Os créditos vencidos ou a vencer existentes à época estão subordinados ao processo de recuperação.

No entanto, a própria LFRE exclui alguns créditos do processo de recuperação, seja porque não poderem ser exigidos de forma alguma do devedor e ou porque podem ser exigidos, mas fora do processo de recuperação.

O art. 5º exclui os seguintes créditos de maneira absoluta:

Art. 5o Não são exigíveis do devedor, na recuperação judicial ou na falência:

I – as obrigações a título gratuito;

II – as despesas que os credores fizerem para tomar parte na recuperação judicial ou na falência, salvo as custas judiciais decorrentes de litígio com o devedor.

Por outro, lado o art. 6º, § 7º, exclui os créditos do processo de recuperação, mas admite a continuidade da execução fiscal contra o devedor.

Já o art. 49, §§ 3 e 4, exclui alguns créditos, mas admite que seja cobrado em outros processos, inclusive no juízo, que foram propostas as respectivas ações.

São eles os créditos, que a doutrina denomina de “trava bancária”:

  • 3o Tratando-se de credor titular da posição de proprietário fiduciário de bens móveis ou imóveis, de arrendador mercantil, de proprietário ou promitente vendedor de imóvel cujos respectivos contratos contenham cláusula de irrevogabilidade ou irretratabilidade, inclusive em incorporações imobiliárias, ou de proprietário em contrato de venda com reserva de domínio, seu crédito não se submeterá aos efeitos da recuperação judicial e prevalecerão os direitos de propriedade sobre a coisa e as condições contratuais, observada a legislação respectiva, não se permitindo, contudo, durante o prazo de suspensão a que se refere o § 4o do art. 6o desta Lei, a venda ou a retirada do estabelecimento do devedor dos bens de capital essenciais a sua atividade empresarial.
  • 4o Não se sujeitará aos efeitos da recuperação judicial a importância a que se refere o inciso II do art. 86 desta Lei.

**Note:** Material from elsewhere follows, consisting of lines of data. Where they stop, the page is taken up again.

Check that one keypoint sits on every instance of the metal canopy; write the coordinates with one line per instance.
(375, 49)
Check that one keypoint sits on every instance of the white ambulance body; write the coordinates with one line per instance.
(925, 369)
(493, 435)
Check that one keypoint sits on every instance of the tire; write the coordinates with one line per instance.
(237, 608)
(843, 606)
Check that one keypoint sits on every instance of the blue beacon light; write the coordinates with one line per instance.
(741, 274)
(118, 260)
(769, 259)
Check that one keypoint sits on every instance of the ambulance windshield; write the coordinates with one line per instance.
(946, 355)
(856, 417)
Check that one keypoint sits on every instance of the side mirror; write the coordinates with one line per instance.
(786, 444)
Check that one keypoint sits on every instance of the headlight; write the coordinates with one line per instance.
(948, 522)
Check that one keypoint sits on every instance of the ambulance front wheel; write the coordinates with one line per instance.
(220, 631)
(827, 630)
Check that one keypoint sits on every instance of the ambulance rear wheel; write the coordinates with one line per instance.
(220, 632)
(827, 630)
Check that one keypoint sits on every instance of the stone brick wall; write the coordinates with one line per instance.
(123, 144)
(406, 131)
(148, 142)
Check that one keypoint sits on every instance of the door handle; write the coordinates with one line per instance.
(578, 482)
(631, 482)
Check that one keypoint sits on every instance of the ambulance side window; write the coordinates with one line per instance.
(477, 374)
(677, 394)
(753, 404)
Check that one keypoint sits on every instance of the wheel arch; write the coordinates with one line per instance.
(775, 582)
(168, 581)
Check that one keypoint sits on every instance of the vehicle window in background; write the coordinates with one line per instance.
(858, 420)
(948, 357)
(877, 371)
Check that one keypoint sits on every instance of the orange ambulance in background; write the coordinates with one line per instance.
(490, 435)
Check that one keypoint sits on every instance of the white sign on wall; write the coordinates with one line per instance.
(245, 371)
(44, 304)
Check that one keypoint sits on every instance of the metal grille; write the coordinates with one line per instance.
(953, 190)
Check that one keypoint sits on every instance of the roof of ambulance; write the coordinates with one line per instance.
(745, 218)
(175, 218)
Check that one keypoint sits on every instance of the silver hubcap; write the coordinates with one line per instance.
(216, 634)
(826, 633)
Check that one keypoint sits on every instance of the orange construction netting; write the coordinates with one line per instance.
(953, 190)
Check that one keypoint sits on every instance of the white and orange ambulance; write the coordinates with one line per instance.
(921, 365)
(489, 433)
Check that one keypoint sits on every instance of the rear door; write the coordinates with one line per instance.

Dessa forma, a questão que se propõe é analisar o conflito entre a possibilidade de credores não abrangidos exigirem a devolução, por meio da ação competente o direito ao bem de capital, que se encontra na posse da empresa por força do contrato de alienação fiduciária ou arrendamento mercantil, por exemplo.

De forma mais específica, podemos indagar: a controvérsia centra-se em saber se, no bojo da recuperação judicial, afigura-se possível e lícito ao correlato Juízo — a pretexto da essencialidade dos créditos (recebíveis) cedidos fiduciariamente ao credor, em garantia ao empréstimo tomado pela recuperanda – determinar o sobrestamento, ainda que parcial, da chamada “trava bancária”.

Por “bem de capital” devemos compreender:

Bens de capital ou bens de produção são os equipamentos, instalações, bens ou serviços necessários para a produção de outros bens ou serviços. O bem de capital não é diretamente incorporado no produto final. Indivíduos, organizações e governos usam bens de capital na produção de outros bens ou mercadorias.

Bens de capital incluem fábricas, máquinas, ferramentas, equipamentos, e diversas construções que são utilizadas para produzir outros produtos para consumo. Existem controvérsias no uso da palavra. Por exemplo, carros são considerados bens de consumo, pois são geralmente adquiridos para uso pessoal, porém um caminhão pode ser considerado um bem de capital, pois é utilizado por empresas de construção no transporte de materiais, para construção de casas e edifícios.

A tecnologia utiliza uma combinação de fatores para a produção de bens e serviços. A agricultura e a indústria podem ser de capital intensivo e trabalho intensivo, que utilizam mais o trabalho ou mão-de-obra. Os fatores de produção são formados pela terra ou recursos naturais, pelo trabalho, pelo capital, pela tecnologia e pela capacidade empresarial.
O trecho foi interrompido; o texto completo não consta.